For the milk of sentiment has curdled within him. The hitherto amiable Epicurean is evolving into something more sensual and more bitter. He had already professed that Irony and Pity are the two “counsellors,” the twin keys to the human heart. In this tragic ambivalence, Irony comes gradually to predominate. I would not deny that in the flush of worldly glory the voice of Pity still is heard. There is the tolerant kindness of the Abbe Coignard in “La Rotis-serie.” There is the sympathy for the downtrodden like “Crainquebille” and for such vagabonds as Pied d’Alouette in the “Histoire contemporaine.” Indeed, much of that series is given over to a defence of another victim of society— Captain Dreyfus. But in none of these cases do we find. France en rapport with the actual order of things and persons. His sympathies are reserved for les humbles—the sort of people whom he knew best in his youth. Only in such encounters does the Mask fall and the satirist become his old self. But more usually, in hundreds of passages, one finds persistent mockery and desolation of spirit.

The beginnings of this appear shortly after the great rupture in his life and were, I maintain, among its immediate effects. “La Rotisserie de la Reine Pedauque,” with all its audacious charm, contains much eighteenth-century “dynamite.” Anatole’s mouthpiece, Coignard, is a professor of orthodoxy; but fundamentally he is a relativist, a voluptuary, an iconoclast, who leaves little standing save the “double concupiscence” of Hunger and Love. When he turns his gaze on modern affairs (in “Les Opinions de Jerome Coignard”), a basic scorn of human beings underlies the chapters on ministries and the army, on the administration of justice and the art of history. “Le Jardin d’Epicure,” in its measured beauty, expresses the deeper philosophy of pessimism.

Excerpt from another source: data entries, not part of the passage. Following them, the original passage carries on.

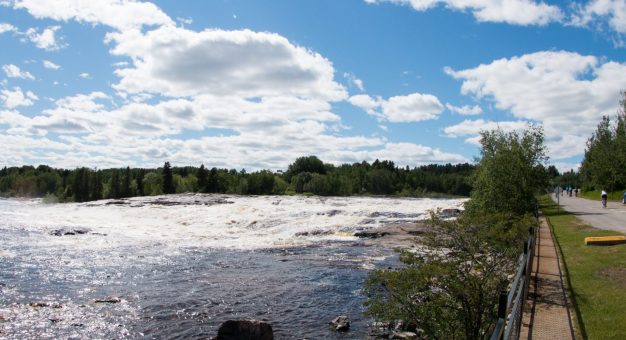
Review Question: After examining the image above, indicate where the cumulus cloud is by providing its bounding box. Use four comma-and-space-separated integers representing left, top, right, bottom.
0, 87, 39, 109
13, 0, 174, 30
24, 26, 67, 51
107, 26, 347, 101
348, 93, 444, 122
444, 119, 528, 139
2, 64, 35, 80
0, 0, 464, 170
343, 72, 365, 92
365, 0, 563, 26
570, 0, 626, 34
42, 60, 61, 70
446, 104, 483, 116
0, 22, 17, 34
446, 51, 626, 159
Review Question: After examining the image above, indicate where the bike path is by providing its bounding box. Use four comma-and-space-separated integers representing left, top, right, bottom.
550, 194, 626, 234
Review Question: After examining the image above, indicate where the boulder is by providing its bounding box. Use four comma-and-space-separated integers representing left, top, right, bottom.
391, 332, 417, 340
50, 227, 91, 236
215, 320, 274, 340
93, 297, 122, 303
329, 315, 350, 332
437, 208, 461, 218
354, 231, 389, 238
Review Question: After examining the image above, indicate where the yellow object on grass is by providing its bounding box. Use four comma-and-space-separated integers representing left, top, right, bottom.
585, 236, 626, 246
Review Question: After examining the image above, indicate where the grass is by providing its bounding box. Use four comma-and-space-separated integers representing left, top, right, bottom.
541, 196, 626, 339
578, 190, 624, 202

Clinging to his old compensations of illusions and revery, Anatole yet demonstrates the frequency in the actual world of evil, misery, and ignorance. Again, practical illustrations of such a creed are forthcoming in the acrid pages of the “Histoire contemporaine.” M. Bergeret speaks for Anatole and “passes the sponge of universal raillery” over the established classes and hierarchies of all sorts. “L’lle des Pingouins” indicts and burlesques the whole course of French civilization.

Yet even in the thick of Parisian thoroughfares Anatole could still find isles of refuge and shrines of ancient taste, commemorated in a faultless style. Unforgettable and delightful still are certain pages and incidents: the kneeling loveliness of Madame Gromance; the affecting death of the Abbe” Coignard; vistas of Greece, of Cleopatra, of the far galaxies of stars; the actress in the “Histoire comique,” gravely reciting Moliere in her nudity; the first clothing of the Penguins; the mellow philosophy of Brotteaux des Ilettes in “Les Dieux ont soif.”

All these and more are like the very veils that the Penguins donned: remove them and beneath you find an uneasy nakedness, a sad barrenness. So the complex brain of France evolves, with occasional humanitarian promptings, occasional patriotism as at the outbreak of the Great War, until at long last he finds a serener vision. Where does he find it? In the memories of his youth, once again, in the two final Gospels consecrated to the dear days when Little Pierre was a happy innocent. The wheel has gone full circle. Anatole France, full of years and honors, dies with the name “Maman” upon his lips.